Fast ein bisschen Frühling (A Touch of Spring)

Residenz Verlag, January 2002. 176 pp.
ISBN 3-7017-1286-7

In the ice-cold winter of 1933 two unemployed youths, Kurt Sandweg and Waldemar Velte, leave their home town of Wuppertal to escape the newly arrived Nazis and seek exotic adventure. To raise cash they rob a bank, accidentally kill the manager, and land up in no more romantic a spot than the equally ice-cold Swiss city of Basle. Here follow further bank robberies, brutal murders, and, ultimately, their deaths, after a girl they have taken up with, Dorly Schupp, who works in the music section of a large department store, discovers their identity and shops them to the police.

At its most superficial level, this is a wonderful yarn, with echoes of Bonnie and Clyde but very far from a predictable remake. It is extremely well written and brilliant in its subtle restraint, and, within its short compass, an endless mine of historical detail into life in South Germany and Switzerland in the 1930s - the unemployment, the political discontent, and, not the least fascinating, the changes undergone in the traditional Swiss social fabric.

In fact, the author's Swiss grandparents were among those concerned. Marie, his grandmother, worked in the same department store, Globus, as Dorly, walked arm-in-arm with Kurt on their evening promenades, was captivated by his charm and sympathetic way with women yet, once the pair were unmasked, knew that she must marry that dull stick the author's grandfather, if only to save her reputation.

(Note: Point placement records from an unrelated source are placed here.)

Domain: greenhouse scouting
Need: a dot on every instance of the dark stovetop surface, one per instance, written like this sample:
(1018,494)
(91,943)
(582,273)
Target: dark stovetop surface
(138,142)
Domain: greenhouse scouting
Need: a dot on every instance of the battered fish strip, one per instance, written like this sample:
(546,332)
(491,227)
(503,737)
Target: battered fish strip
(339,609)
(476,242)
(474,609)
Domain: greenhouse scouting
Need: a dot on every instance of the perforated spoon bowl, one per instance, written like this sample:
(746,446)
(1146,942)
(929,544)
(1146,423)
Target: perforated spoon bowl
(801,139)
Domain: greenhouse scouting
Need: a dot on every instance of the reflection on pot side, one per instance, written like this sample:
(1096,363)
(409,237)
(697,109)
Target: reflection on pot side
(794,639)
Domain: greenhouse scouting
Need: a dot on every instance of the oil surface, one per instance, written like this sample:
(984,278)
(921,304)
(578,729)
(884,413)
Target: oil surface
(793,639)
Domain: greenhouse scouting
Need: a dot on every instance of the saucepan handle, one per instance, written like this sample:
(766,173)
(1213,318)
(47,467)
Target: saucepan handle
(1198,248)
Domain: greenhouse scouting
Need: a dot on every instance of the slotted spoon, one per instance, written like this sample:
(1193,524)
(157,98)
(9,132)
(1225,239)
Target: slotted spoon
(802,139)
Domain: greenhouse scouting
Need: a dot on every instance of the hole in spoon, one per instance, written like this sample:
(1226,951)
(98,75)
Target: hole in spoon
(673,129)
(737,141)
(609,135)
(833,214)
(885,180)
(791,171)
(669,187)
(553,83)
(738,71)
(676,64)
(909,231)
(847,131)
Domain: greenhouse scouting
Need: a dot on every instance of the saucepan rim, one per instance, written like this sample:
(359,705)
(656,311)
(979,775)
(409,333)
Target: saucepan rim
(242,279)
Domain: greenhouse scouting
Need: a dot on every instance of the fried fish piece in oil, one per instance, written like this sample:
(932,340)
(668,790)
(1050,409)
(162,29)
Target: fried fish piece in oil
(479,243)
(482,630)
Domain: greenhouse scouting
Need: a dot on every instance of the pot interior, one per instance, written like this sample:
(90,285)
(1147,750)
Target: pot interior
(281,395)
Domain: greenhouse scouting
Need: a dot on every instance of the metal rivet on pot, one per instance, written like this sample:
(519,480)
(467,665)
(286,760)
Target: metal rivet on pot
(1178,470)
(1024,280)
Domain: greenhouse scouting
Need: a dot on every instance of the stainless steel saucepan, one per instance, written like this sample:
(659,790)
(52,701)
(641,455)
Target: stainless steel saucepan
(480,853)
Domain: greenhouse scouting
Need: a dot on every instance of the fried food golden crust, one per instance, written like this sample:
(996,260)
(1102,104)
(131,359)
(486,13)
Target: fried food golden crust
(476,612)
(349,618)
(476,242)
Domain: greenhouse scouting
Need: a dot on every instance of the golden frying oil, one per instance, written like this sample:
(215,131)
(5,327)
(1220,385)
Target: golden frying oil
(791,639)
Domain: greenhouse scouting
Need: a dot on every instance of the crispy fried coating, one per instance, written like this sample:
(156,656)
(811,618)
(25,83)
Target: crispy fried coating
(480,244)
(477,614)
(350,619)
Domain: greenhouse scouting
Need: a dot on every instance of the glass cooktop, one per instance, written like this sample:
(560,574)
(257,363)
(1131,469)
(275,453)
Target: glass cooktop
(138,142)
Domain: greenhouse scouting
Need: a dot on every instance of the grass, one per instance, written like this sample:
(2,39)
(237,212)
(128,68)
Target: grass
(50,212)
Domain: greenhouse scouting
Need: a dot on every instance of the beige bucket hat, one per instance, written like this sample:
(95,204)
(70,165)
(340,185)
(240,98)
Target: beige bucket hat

The book will work extremely well for English-speaking readers. The bleak rituals of Nazism, the manner in which it managed to permeate the recesses of Swiss as well as German society, are fascinating on any level and all the more effective for being portrayed without preaching. Some strange things, moreover, are now reported to have occurred since the book's original publication in German - but that is another story. Quite enough to go on with here.